Greve reduz 50% do atendimento no Hospital Universitário de Sergipe
Hospital remaneja funcionários para minimizar impactos da paralisação
Cotidiano 16/09/2015 15h00

Por Fernanda Araujo

A greve dos servidores da Universidade Federal de Sergipe, que ultrapassa os 100 dias, reduziu, em média, 50% no atendimento de pacientes no Hospital Universitário (HU-UFS). A informação foi confirmada pelo médico Raimundo Satunino (foto), que responde interinamente pelo hospital. Apesar disso, no ambulatório quase vazio, alguns pacientes relataram que, por enquanto, estão sendo atendidos normalmente.

“Qualquer movimento grevista traz alguns transtornos para qualquer instituição, no hospital não poderia ser diferente.Temos feito de tudo, felizmente não foram todos os funcionários que entraram em greve, mas algum comprometimento dos serviços sempre existe”, relata o médico. Atualmente, o HU possui 123 leitos, realiza mais de 10 mil consultas ambulatoriais e 200 cirurgias por mês em diversas especialidades.

Em torno de 450 servidores que trabalham no HU estão em greve, outros 450 funcionários lotados no hospital, alguns dos servidores do Regime Jurídico Único (RJU) que não aderiram à greve e os contratados pela Empresa Brasileira de Serviços Hospitalares (Ebserh) continuam trabalhando normalmente.

“A gente tem remanejado os funcionários para setores mais estratégicos que têm maior demanda. Diante do concurso em andamento, temos promovido chamada de alguns funcionários para suprir a ausência desses que estão em greve e temos priorizado os casos de maior emergência e complexidade”, explica Satunino.

Segundo a direção, quase todos os serviços estão sendo realizados, só que em menor escala, a exemplo de exames, consultas, cirurgias e internações, a depender de quanto naquele setor houve comprometimento com funcionários em greve.
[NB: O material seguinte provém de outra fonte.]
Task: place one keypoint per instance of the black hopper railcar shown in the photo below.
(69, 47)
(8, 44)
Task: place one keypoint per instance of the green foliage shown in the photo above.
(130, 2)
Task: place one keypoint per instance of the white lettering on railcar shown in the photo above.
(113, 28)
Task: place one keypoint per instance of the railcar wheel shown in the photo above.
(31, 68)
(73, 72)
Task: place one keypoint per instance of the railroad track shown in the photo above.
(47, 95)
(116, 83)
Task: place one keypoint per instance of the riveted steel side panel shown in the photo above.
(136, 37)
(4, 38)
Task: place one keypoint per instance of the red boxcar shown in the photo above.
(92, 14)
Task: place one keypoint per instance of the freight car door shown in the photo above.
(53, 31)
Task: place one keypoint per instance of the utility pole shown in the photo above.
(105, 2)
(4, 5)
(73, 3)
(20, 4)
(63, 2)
Exames como tomografia e ultrassonografia sofreram redução, já que cerca de 70% dos profissionais responsáveis por esses procedimentos são servidores da UFS. O mesmo acontece com cirurgias - mais de 70% dos médicos anestesistas que obedecem ao RJU, servidores da União, participam da greve.

Quanto ao número de atendimentos que estão sendo feitos e os que deixaram de ser feitos, ainda não há perspectiva sobre o impacto, o que será contabilizado ao final da greve. O hospital ressalta que o HU-UFS não tem ingerência sobre os itens de reivindicação. A instituição reconhece o direito à greve e destaca que vai continuar atendendo à população, ainda que de forma reduzida.
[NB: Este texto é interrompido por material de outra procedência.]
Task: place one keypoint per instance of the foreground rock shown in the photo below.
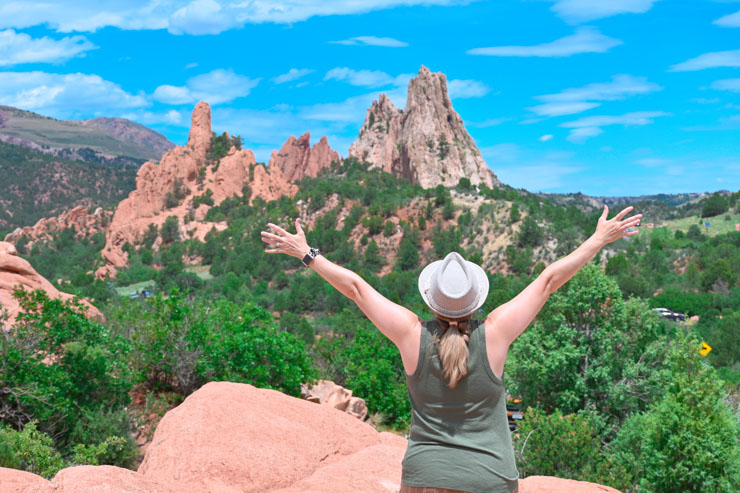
(170, 187)
(231, 437)
(330, 394)
(426, 143)
(297, 159)
(18, 272)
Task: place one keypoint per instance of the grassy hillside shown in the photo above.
(36, 185)
(109, 136)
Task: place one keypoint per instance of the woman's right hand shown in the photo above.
(283, 242)
(614, 229)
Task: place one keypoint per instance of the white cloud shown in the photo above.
(201, 17)
(590, 126)
(564, 108)
(215, 87)
(621, 86)
(490, 122)
(730, 20)
(466, 88)
(579, 99)
(730, 58)
(17, 48)
(65, 95)
(182, 16)
(530, 169)
(292, 74)
(576, 11)
(726, 85)
(367, 78)
(580, 135)
(372, 41)
(585, 40)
A orientação aos pacientes que se sentem prejudicados é de que procurem o chefe do setor para tentar contornar ou agendar procedimentos ou exames para outra data. “Cada setor de hospital tem um chefe de unidade. Procure o chefe daquela unidade, quer seja no ambulatório ou na parte de exames de imagens no Centro Cirúrgico. Na última das hipóteses, que nos procure na direção para encaminharmos da melhor forma a demanda”, disse Raimundo Satunino.